Friday, they ran Verlander’s pitch count up and got him out of the game after six, making hay against the Mets bullpen with a couple late runs. Saturday, Vladimir Guerrero Jr. finally broke through in a big spot, lining a game-winning double into left field with two-out and two strikes in the ninth. Sunday, the Blue Jays handed Kodai Senga his worst start since making the jump to MLB, adjusting on the fly to the Japanese right-hander’s trademark ghost fork and laying off 10 of the 14 he threw.

“I would say that our at-bats as a group have been getting better over the last couple of series,” said Blue Jays third baseman Matt Chapman. “I know that throughout the course of the season, throughout your lineup there’s going to be guys going through ups and downs. But if we can make even just tough outs and make guys work — even if you’re not getting hits. Guys [Sunday] didn’t get some hits, but they made [Senga] throw a lot of pitches, they didn’t chase. I think those little things add up and lead to guys making mistakes and other guys doing damage.

“If we can grind down pitchers and make it really tough for them to get outs, it’s going to be hard for us to go through highs and lows. That’s how you find ways to win those close ballgames or one-nothing ballgames. You just grind guys down.”

That’s what Springer did Sunday, seeing 16 pitches across five plate appearances and putting three balls in play at 97-m.p.h. or harder. He made outs on balls with xBA’s of .410 and .670. — the latter of which would have been a home run at 16 MLB parks, including Rogers Centre. Of the 23 pitches he was thrown outside the zone throughout the Mets series, Springer swung at only three — two of them borderline.

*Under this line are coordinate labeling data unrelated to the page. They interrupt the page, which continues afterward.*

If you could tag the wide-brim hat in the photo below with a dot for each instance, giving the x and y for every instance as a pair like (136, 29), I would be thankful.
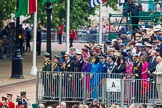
(78, 53)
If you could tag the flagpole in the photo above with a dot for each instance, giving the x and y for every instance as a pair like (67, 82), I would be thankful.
(100, 20)
(34, 68)
(67, 25)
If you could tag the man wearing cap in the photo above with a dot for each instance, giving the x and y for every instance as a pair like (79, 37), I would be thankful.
(67, 75)
(77, 67)
(137, 67)
(46, 73)
(10, 103)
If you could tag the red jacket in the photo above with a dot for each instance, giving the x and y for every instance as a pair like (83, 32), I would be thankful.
(72, 34)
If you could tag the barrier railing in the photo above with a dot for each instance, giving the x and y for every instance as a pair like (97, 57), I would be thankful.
(109, 88)
(81, 37)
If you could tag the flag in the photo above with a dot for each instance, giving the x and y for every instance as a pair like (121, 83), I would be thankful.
(26, 7)
(45, 1)
(94, 3)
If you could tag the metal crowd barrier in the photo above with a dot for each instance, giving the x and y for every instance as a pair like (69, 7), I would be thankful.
(77, 87)
(81, 37)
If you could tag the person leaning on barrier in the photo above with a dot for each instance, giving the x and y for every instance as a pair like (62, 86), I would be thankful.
(41, 106)
(143, 106)
(158, 73)
(77, 67)
(23, 101)
(56, 68)
(67, 75)
(46, 73)
(63, 104)
(137, 74)
(10, 102)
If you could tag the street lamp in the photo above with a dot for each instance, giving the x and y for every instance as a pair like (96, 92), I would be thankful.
(49, 11)
(17, 66)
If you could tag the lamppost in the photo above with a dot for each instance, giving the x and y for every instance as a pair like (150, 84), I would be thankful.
(49, 11)
(17, 66)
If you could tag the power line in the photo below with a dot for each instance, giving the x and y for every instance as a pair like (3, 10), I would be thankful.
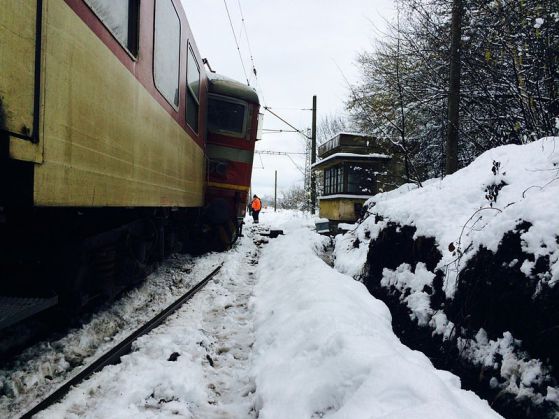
(277, 131)
(248, 40)
(281, 153)
(236, 41)
(285, 122)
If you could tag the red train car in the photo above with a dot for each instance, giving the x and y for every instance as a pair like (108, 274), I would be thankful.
(233, 120)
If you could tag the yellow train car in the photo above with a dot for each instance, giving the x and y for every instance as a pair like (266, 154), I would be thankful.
(99, 118)
(103, 110)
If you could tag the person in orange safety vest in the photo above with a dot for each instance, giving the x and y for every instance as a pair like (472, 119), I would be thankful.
(255, 206)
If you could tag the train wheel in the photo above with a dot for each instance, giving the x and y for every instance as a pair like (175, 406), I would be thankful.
(226, 235)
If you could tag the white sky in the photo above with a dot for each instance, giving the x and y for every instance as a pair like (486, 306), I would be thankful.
(300, 48)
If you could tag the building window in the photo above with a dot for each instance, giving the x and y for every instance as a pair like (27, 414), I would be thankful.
(360, 180)
(192, 91)
(334, 180)
(227, 116)
(121, 18)
(166, 63)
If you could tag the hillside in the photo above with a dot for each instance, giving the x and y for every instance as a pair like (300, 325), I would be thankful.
(469, 266)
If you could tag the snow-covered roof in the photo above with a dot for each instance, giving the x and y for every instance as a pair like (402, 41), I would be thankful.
(353, 156)
(228, 87)
(344, 196)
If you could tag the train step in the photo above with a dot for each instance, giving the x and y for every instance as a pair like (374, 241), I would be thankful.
(15, 309)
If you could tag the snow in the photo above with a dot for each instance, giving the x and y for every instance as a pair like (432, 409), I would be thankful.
(467, 217)
(276, 334)
(471, 208)
(343, 196)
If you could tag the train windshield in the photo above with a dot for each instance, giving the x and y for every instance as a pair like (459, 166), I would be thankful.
(227, 116)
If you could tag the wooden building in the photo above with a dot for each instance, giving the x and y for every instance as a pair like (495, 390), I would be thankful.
(353, 168)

That’s what Springer’s talking about. Focusing on the process numbers, not the outcome ones. And it’s not only his offensive production that’s rounding into form. It’s plays like this one — from Toronto’s 20-1 laugher against the Tampa Bay Rays on May 23 — that tell you Springer’s finally feeling like himself again:

Springer reached a sprint speed of 30.3 feet-per-second on that dash, his fastest sprint since in a calendar year. What would have happened if Springer tried to run like that when he was in the throes of his illness?

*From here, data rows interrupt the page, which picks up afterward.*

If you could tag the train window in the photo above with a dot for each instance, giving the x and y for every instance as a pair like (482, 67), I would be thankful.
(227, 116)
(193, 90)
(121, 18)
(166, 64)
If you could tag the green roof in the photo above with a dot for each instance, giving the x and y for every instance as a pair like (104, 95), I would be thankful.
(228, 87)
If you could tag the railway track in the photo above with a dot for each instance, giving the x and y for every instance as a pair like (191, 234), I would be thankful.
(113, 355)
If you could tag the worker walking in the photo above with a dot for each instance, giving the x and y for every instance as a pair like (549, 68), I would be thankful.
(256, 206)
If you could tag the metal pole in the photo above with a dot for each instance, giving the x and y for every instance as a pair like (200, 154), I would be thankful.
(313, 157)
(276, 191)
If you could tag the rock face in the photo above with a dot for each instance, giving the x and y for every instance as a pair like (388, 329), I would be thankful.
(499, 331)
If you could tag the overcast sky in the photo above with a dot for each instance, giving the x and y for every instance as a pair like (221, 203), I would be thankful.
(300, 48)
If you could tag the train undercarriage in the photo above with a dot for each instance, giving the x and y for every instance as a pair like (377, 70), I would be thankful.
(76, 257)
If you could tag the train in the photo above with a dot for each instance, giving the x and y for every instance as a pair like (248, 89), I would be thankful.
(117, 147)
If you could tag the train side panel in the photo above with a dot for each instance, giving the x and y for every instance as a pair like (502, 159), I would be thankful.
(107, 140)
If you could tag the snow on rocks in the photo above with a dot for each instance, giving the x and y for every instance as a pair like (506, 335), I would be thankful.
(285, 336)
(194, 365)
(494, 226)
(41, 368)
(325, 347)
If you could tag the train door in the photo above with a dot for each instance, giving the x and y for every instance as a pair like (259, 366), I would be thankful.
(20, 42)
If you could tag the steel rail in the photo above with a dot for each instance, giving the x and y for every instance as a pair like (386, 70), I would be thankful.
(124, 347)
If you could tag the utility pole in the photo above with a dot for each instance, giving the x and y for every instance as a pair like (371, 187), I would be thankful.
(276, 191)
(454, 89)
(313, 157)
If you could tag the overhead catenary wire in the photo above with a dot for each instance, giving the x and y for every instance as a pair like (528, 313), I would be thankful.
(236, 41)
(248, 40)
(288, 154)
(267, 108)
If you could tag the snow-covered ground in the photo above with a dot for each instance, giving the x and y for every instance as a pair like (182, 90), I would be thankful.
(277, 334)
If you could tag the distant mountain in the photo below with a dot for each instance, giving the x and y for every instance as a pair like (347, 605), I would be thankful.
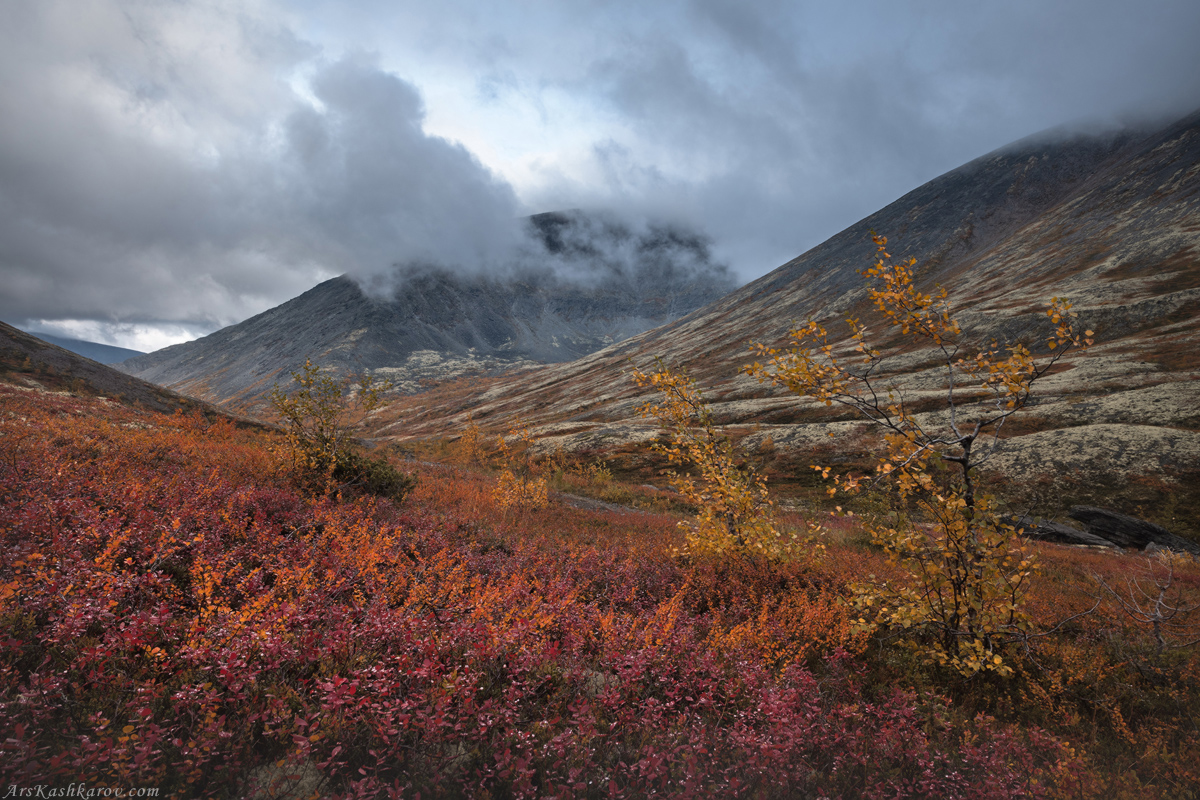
(589, 283)
(1111, 221)
(94, 350)
(29, 361)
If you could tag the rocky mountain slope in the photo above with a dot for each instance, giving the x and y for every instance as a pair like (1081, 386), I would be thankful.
(588, 283)
(1109, 220)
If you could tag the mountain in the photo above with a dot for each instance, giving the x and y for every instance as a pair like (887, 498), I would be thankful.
(94, 350)
(35, 364)
(1109, 220)
(588, 282)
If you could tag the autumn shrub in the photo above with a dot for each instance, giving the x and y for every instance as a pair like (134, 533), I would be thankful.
(520, 485)
(174, 614)
(967, 570)
(318, 417)
(735, 512)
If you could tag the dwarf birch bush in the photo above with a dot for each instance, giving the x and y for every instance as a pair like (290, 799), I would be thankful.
(969, 571)
(520, 486)
(735, 507)
(318, 417)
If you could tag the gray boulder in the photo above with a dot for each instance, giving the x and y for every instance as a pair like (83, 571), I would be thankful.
(1129, 531)
(1059, 534)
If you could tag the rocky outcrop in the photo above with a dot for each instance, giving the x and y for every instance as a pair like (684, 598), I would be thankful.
(1129, 531)
(1059, 534)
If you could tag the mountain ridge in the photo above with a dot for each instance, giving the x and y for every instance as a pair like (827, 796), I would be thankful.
(436, 324)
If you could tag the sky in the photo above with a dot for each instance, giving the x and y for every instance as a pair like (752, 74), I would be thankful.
(172, 167)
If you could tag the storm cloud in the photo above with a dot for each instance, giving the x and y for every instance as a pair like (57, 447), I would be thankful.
(167, 168)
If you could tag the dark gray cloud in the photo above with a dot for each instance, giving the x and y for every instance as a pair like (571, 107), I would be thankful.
(174, 167)
(149, 181)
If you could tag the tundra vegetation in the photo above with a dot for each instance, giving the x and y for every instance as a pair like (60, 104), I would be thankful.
(179, 611)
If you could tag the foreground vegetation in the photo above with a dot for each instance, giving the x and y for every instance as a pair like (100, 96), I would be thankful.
(178, 613)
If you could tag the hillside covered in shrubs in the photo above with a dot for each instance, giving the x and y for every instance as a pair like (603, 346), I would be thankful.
(178, 612)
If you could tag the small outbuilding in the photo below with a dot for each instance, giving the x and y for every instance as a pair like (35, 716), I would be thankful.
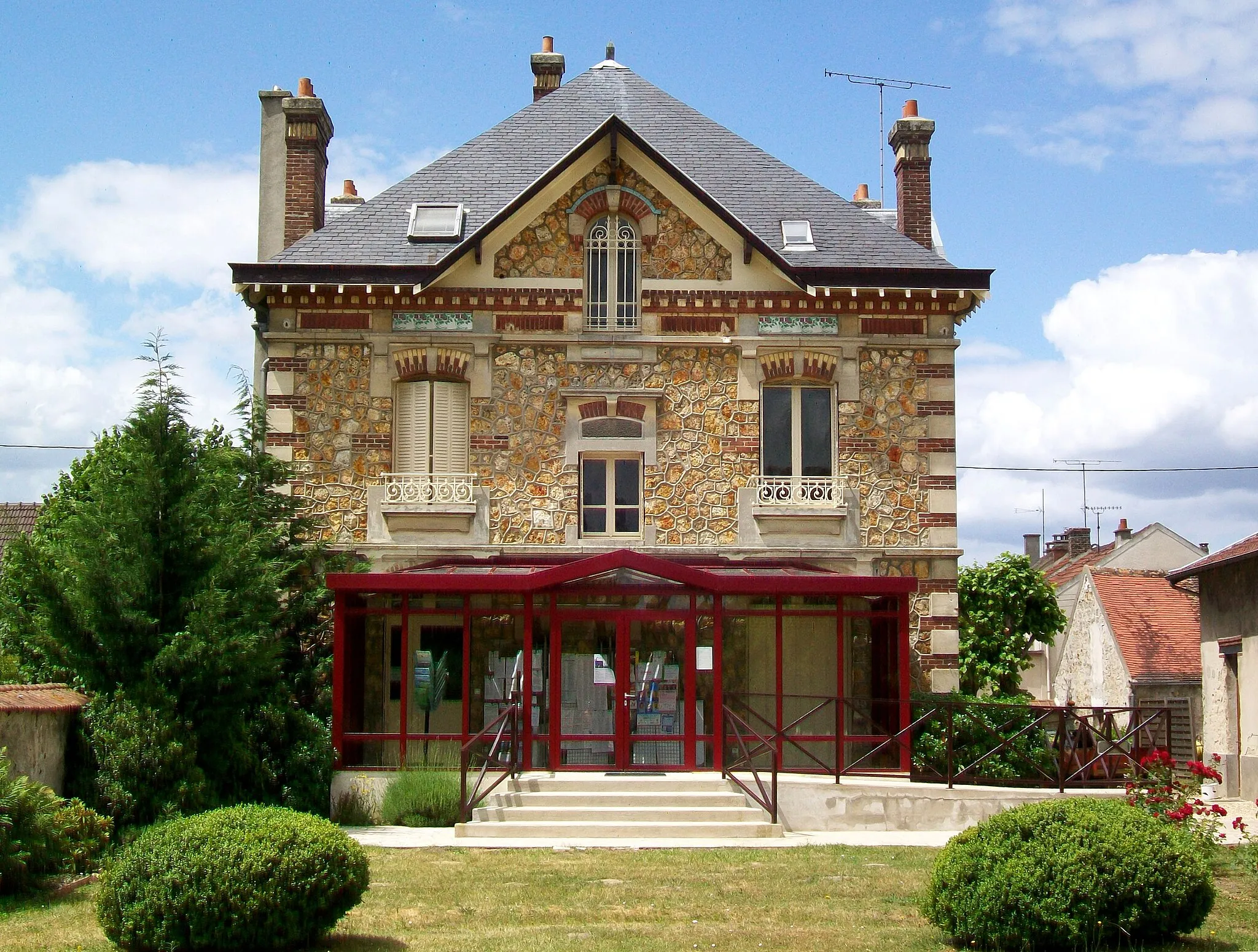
(34, 724)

“Oh, I would have died,” Springer said. “When you’re sick, you just feel like you can’t do anything. So, it’s been nice to turn the page on that.”

He’s also back to making plays like these:

That’s Springer robbing Pete Alonso of a hit in the bottom of the seventh inning Friday — Chris Bassitt’s Dad Game. Springer was playing Alonso deep, as you ought to against a power hitter like him. And a lot of right fielders wouldn’t attempt to overcome that starting position, instead letting the ball drop and playing it on a bounce.

But as the ball came off Alonso’s bat, Springer considered the Mets first baseman’s lack of speed, how softly the ball was hit, and the game situation. It was all telling him to take a calculated risk. He figured he could contact the ball at the very least to keep it within a reasonable radius if he missed the catch — and possibly see it into his glove if he got on his horse.

“I have all that in mind. And if I have a good bead on it, I just have to go for it,” Springer said. “So, I went for it.”

Perhaps you’re sensing a theme. Preparation, mindset, execution. Process over results. These are the things Springer’s focused on amidst the difficult results he’s experienced so far this season. And they’re the reasons his numbers are creeping back up to where we’ve come to expect them to be.

“I think over the course of the year, I’ve just gradually gotten better. I’m not really putting any one thing on it. I know I had hit a lot of balls hard early that didn’t fall. I just trust the process,” Springer says. “A lot of people like to put emphasis on numbers, which to me doesn’t make sense. I get it. But, at the end of the day, I don’t look at numbers. I just look at the process. And if I feel that the process is good, I know I’ll be in a position to succeed eventually.”